Rencontrer Pinar Selek est une expérience marquante. Derrière sa présence chaleureuse et débordante de générosité bouillonne l’intelligence pétillante de la sociologue. Mais surtout d’une femme turque engagée auprès des minorités et qui paye cette solidarité par une invraisemblable persécution judiciaire.

C’est à Strasbourg que cette chercheuse francophone poursuit actuellement un doctorat de sociologie après avoir passé deux années en Allemagne. L’exil forcé, c’est le thème de son petit livre au ton poétique Loin de chez moi… mais jusqu’où ?. (1)

Ateliers avec les enfants des rues

Issue d’une famille engagée, Pinar suit des études de sociologie et oriente très vite ses recherches sur des sujets tabous en Turquie. Elle travaille sur et avec des communautés exclues : les gitans, les travestis et les transsexuels, les personnes prostituées, « tout ce qui était trop sacré pour être questionné publiquement ». Pinar devient petit à petit une sociologue de combat, engagée et pas seulement observatrice.
En 1996, elle fonde L’atelier de la rue à Istanbul avec des enfants des rues. Elle vit avec eux et s’engage à leurs côtés avec cet atelier de recyclage d’objets récupérés dans des poubelles pour les transformer en œuvres artistiques. Participent également des gitans, des personnes transsexuelles, des sans-domiciles, des personnes « qui ne se ressemblent pas mais qui sont dans les rues ». Ils lancent une activité de théâtre de rue qui rencontre un énorme succès, et pour se financer publient une revue, L’invité, diffusée à 3000 exemplaires.

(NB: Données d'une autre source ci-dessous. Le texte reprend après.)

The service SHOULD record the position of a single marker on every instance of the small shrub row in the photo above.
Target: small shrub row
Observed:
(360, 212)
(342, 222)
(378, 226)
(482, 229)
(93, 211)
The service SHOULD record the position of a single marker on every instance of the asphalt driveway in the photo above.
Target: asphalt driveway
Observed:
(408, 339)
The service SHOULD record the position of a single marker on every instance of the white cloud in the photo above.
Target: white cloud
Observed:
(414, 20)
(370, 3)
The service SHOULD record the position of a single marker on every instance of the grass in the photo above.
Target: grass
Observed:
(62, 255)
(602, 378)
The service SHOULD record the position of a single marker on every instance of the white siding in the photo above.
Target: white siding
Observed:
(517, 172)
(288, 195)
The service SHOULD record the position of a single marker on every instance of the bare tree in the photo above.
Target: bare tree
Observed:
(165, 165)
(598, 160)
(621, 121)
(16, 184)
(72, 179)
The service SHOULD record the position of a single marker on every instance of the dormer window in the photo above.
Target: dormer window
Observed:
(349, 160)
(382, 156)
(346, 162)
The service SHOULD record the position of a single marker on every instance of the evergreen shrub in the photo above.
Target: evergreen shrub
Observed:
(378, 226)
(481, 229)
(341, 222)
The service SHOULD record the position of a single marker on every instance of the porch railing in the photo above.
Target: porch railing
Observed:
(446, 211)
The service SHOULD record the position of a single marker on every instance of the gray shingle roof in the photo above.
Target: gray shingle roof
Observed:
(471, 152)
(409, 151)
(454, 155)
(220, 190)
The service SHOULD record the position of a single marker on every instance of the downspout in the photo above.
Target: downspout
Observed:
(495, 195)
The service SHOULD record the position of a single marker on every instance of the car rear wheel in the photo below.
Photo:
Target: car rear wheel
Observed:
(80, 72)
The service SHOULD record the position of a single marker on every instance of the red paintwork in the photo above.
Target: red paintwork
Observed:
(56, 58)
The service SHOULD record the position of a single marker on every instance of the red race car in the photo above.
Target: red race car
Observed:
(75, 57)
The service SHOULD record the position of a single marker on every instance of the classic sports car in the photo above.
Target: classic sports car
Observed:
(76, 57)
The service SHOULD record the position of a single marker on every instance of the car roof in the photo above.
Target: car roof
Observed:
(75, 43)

Travail avec les Kurdes et arrestation

En 1998, Pinar débute une recherche sur le PKK, Parti des Travailleurs du Kurdistan. Elle s’attaque là à un sujet particulièrement brûlant et tabou. Elle travaille à partir d’une méthode d’ « histoire orale » : recueillir la parole des gens d’une manière populaire et non-académique. Elle est arrêtée en août 1998. La police confisque ses recherches et lui demande de révéler les noms des Kurdes qu’elle a interviewés. Mais elle leur a garanti le secret et refuse. La police la torture durant des jours et des nuits, mais elle parvient à ne donner aucun nom. Pinar ne souhaite pas valoriser l’héroïsme de ceux qui ne parlent pas sous la torture. « C’est la police qui est à critiquer, pas ceux qui parlent ».
En prison, elle apprend en regardant la télévision qu’elle est accusée d’avoir posé une bombe qui serait responsable de l’explosion meurtrière du marché égyptien d’Istanbul du 9 juillet 1998. Elle est présentée comme une terroriste. Mais cette accusation est un prétexte pour légitimer une répression contre son travail qui dérange le pouvoir politique. Et « un avertissement aux intellectuels et chercheurs » qui voudraient poursuivre dans la même voie.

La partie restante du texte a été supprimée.